Good morning, DMV! It’s Wednesday, March 11.
The Tulip Day event is happening Sunday on the National Mall. There will be 150,000 tulips. Visitors, who were asked to get free tickets online, will get to pick 10 tulips to celebrate spring, the organizers said in a news release.
I tried to get tickets but couldn’t. Nonetheless, I had questions: 150,000 tulips sounds like a lot, but my brain really can’t visualize what that means. So I reached out to organizers of the event to learn more.

(Royal Anthos)
The event started in Sweden, then blossomed in Amsterdam, said Anne Verdoes, a project manager at the Royal Anthos bulb-and-nursery trade association. In the United States, the event has been held in San Francisco and New York City, and this is their first time in D.C. The event is made possible by the Royal Anthos, Netherlands embassy and partners across the floral sector, with support from the European Union.
Anne said there will be tulips, with their bulbs still attached, in six colors: white, yellow, light pink, vibrant pink/purple, orange and red.
“To grow tulips from bulbs takes about four to six weeks in a greenhouse. But, if you count the time to grow the bulbs from which the tulips grow, you are looking at a year-harvest cycle. Bulbs are planted in October-November, harvested in summer, shipped to the US from August and then prepared and planted in the greenhouse in the US, where they grow into tulips,” she said.
Half the tulips will be shipped in from King George, Virginia, and the other half from Cream Ridge, New Jersey.
“If you would transport the tulips in long haul trailers, you would need six of them. Into the city we use the 27’ trucks (smaller for city traffic) and then it is 14 or 15 trucks.”

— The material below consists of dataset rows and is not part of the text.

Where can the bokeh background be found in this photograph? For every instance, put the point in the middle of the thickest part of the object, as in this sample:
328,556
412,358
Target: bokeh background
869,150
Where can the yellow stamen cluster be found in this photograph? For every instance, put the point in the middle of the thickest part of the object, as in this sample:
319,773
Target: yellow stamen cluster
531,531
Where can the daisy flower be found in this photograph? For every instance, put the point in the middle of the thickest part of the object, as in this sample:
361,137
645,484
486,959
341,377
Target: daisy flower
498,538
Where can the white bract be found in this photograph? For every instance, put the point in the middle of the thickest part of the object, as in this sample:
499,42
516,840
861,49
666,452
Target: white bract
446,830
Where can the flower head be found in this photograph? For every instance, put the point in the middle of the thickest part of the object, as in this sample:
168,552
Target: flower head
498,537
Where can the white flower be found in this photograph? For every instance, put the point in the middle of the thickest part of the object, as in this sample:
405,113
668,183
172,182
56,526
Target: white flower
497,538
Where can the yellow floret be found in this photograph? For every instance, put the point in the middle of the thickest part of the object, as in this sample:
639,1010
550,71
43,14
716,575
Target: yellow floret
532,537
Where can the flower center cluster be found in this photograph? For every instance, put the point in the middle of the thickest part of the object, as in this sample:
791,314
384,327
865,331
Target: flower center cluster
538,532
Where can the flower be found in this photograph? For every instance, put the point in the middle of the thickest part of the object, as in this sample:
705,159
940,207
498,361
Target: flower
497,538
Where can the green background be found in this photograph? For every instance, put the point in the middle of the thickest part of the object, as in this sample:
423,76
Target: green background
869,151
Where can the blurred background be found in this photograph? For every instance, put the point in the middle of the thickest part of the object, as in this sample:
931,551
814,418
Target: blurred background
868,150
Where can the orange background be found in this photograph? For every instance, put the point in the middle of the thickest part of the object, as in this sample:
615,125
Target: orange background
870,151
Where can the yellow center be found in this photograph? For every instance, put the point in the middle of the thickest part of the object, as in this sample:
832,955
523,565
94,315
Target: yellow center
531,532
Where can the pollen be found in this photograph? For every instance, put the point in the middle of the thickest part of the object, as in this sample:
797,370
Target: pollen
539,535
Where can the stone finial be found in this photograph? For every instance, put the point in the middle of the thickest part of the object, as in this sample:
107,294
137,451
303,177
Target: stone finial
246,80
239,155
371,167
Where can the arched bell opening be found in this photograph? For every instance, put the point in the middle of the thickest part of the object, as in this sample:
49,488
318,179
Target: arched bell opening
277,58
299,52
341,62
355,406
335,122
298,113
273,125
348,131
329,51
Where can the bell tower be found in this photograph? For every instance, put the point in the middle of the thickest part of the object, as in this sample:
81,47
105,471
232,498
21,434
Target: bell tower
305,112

A reader I met with last night in Arlington at the Puzzled Pint event (which was a lot of fun — I recommend it!) said he, too, could not get tickets for Tulip Day. He suggested going to the Franciscan Monastery in the Brookland neighborhood of D.C. to see their tulips. I searched it up and learned that last November, landscapers planted 10,000 tulip bulbs, which they expect will bloom in early April.
📰 News around the DMV
Moon Rabbit’s Kevin Tien brings banh mi and pho to Tysons (Washingtonian)
📷 Your joy

(Joan Burns)
Joan Burns, 70, sent in this photo she took with a brief note: “This Monday afternoon I spotted a beautiful witch hazel tree near my apartment building in North Cleveland Park, DC. It was indeed a moment of joy. Spring is coming!”